21 October 2021, The Tablet

Benedict looks forward to joining friends in heaven



Benedict looks forward to joining friends in heaven

“His joyousness and profound faith always attracted me,” the former Pope writes to the Abbot of the Cistercian Monastery of Wilhering, from which this detail is taken.
Yuri Turkov / Alamy

In a letter of condolence following the death of one of his closest friends, 94-year-old emeritus Pope Benedict XVI says he looks forward to joining his friends in heaven soon.

“He has now reached the Hereafter where many friends will surely be awaiting him and I very much hope to join them soon,” Benedict writes in a letter dated 2 October and addressed to the Abbot of the Cistercian Monastery of Wilhering in Upper Austria. He is referring to the death of Fr Berhard Winkler OCist.

The monastery has published the entire letter, in which the Pope Emeritus, signing himself Benedikt, writes: “I am deeply saddened by the news you sent me that Prof Dr Gerhard Winkler OCist has gone home. Of all my friends and colleagues, he was the closest. His joyousness and profound faith always attracted me. He has now reached the Hereafter, where many friends are assuredly waiting for him. I hope to join them soon. In the meanwhile, I remain united in prayer with him and with the community of Wilhering.”

Fr Gerhard Winkler OCist (24 April 1931 – 22 September 2021) was an Austrian Roman Catholic Cistercian and church historian. He and Joseph Ratzinger – later to become Pope Benedict XVI – both taught at Regensburg University in 1970s, Ratzinger from 1969-1977 and Winkler from 1974-1983.

One of Winkler`s best-known publications is the ten-volume edition of the collected works of Bernhard von Clairvaux in the Latin-German translation. Benedict XVI quotes from it several times in his 2007 encyclica Spe salvi.     

Archbishop Georg Gänswein, who is looking after the emeritus Pope, has meanwhile assured the German Bild Zeitung that Benedict remains “absolutely cheerful”.

The longing to join his friends in heaven which he had expressed in his condolence letter should not be interpreted to mean that the former Pope “no longer wishes to live”, he said.

Gänswein emphasised that the contrary was the case.
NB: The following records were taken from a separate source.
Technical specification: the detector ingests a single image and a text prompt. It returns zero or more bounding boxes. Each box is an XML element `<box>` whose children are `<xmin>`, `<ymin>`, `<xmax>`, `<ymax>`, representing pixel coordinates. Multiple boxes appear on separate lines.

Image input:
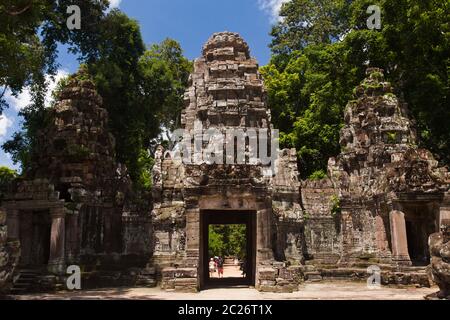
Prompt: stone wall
<box><xmin>301</xmin><ymin>179</ymin><xmax>342</xmax><ymax>264</ymax></box>
<box><xmin>0</xmin><ymin>208</ymin><xmax>20</xmax><ymax>294</ymax></box>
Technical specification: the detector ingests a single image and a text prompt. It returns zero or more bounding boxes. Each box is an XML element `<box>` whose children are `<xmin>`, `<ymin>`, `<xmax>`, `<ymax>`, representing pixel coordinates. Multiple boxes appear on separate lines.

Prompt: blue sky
<box><xmin>0</xmin><ymin>0</ymin><xmax>286</xmax><ymax>168</ymax></box>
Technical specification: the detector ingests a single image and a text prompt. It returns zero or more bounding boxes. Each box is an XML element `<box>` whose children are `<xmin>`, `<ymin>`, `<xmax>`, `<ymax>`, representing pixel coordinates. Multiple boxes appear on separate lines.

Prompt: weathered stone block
<box><xmin>174</xmin><ymin>268</ymin><xmax>197</xmax><ymax>278</ymax></box>
<box><xmin>258</xmin><ymin>268</ymin><xmax>278</xmax><ymax>281</ymax></box>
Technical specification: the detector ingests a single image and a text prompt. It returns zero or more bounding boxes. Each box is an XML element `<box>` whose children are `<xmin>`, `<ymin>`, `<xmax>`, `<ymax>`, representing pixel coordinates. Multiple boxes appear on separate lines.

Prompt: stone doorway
<box><xmin>199</xmin><ymin>210</ymin><xmax>256</xmax><ymax>290</ymax></box>
<box><xmin>20</xmin><ymin>210</ymin><xmax>51</xmax><ymax>268</ymax></box>
<box><xmin>404</xmin><ymin>204</ymin><xmax>437</xmax><ymax>266</ymax></box>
The letter was “well meant and comes from the heart”, Gänswein explained. Of course the Pope was quite consciously preparing for death. “The art of dying a good death, Ars morendi, is part of Christian life. Pope Benedict has been practising it for years. But he is absolutely cheerful. Stable in his physical weakness, crystal clear in his head and blessed with his typically Bavarian sense of humour.”